Even with some concerning trends, it’s crucial to keep searching for promising long-term investment opportunities.
If you’ve read my forecasts in the past, you might’ve already moved on—I’m aware I’ve been off the mark before.
But that’s alright. Morgan Housel notes in her book, Psychology of Money: “The surprises of the past are a reminder that we can’t predict what lies ahead.”
Realistically, predicting what will unfold in 2026 is tough. So, making bold market predictions for this year feels like a stretch. Approach these forecasts with a bit of skepticism.
That said, a few economic trends have caught my eye. If they continue, they could significantly influence the market next year.
So, while these aren’t prophecies, here are four market predictions for 2026.
1. Gemini disrupts the AI status quo
The rise of OpenAI’s ChatGPT has fueled an AI boom, leading to immense new infrastructure investments. For a while, popular chatbots held a near-monopoly, but Alphabet’s Gemini is gaining ground.
According to Similarweb, Gemini’s market share climbed from 5% to 18% in 2025, while ChatGPT’s fell from 87% to 68%. That’s quite a shift for just one year, and it seems poised to keep accelerating.
New figures suggest that Gemini might now command over 21% of the market share, having more than doubled in just six months. This is likely due to Gemini 3’s release in November, which received favorable reviews. Notably, Apple has chosen Gemini to enhance Siri.
If ChatGPT loses its grip to Gemini, it could seriously shake up the AI landscape. OpenAI is reportedly planning to go public, and some speculate it might reach a $1 trillion valuation. Investment bank HSBC estimates an immense $200 billion is needed to pursue its growth aspirations.
If Gemini rises to the top, OpenAI might struggle to attract new investors, leading to potential funding challenges. The AI trend looks set to persist into 2026, but if major spending commitments fall through, the shift could ripple through the industry.
2. Market corrections (or crashes) are likely
If my first prediction holds, the second one seems almost inevitable. Many investors worry about an AI bubble in the stock market.
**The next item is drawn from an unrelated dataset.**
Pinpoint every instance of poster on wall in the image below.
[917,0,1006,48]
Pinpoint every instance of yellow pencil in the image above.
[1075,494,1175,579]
If such a bubble bursts, panicked investors may react swiftly.
However, I’m hesitant to explicitly predict a market correction for 2026. Typically, a correction signifies a drop of at least 10%, which historically occurs about once every one to two years. It’s part of the cycle that the S&P 500 hints at.
The last correction took place in early 2025. Following historical patterns, it’s reasonable to expect another one in the latter half of 2026.
3. Power bottlenecks create opportunities
A correction might begin if OpenAI starts losing traction. The stock market’s current rise has been largely driven by AI and associated infrastructure growth. However, there’s another factor potentially slowing this trend: power bottlenecks.
Specifically, demand for electricity in AI infrastructure is surging much faster than supply can keep up. This imbalance is causing electricity prices to spike, something that the current administration is attempting to address, particularly with Microsoft ensuring that consumers aren’t burdened with high costs.
From my perspective, these electricity bottlenecks could present interesting opportunities. It generally takes years to increase capacity, but AI’s demand for power is immediate. Companies that help utilities optimize their existing capacities might find considerable success.
Take Itron, for instance. The company is implementing smart meters at the edge of power grids, which lets utilities monitor real-time demand. I believe customers of Itron will start to recognize the value of these offerings, making them more efficient while they wait for new power sources.
4. The market will conclude on a positive note by December 31st
Lastly, I want to ensure my predictions about a market correction don’t come across too negatively. In investing, it can be prudent to have a bit of skepticism, but there’s also merit in maintaining a hopeful outlook. Historically, the S&P 500 tends to rise most years and often recovers swiftly from downturns.
Take 2025, for example. There was a period when the S&P 500 had dipped nearly 19% year-to-date, yet it ultimately finished the year up 16%, which is above average.
So, while I do foresee potential challenges throughout the year, I believe the outlook remains positive. There’s plenty to appreciate, including robust infrastructure spending alongside lower inflation and mortgage rates.
In summary, while certain trends in AI might drive stock declines this year, I also believe 2026 will be favorable for certain stocks and the market overall. So, I plan to keep investing through the highs and lows.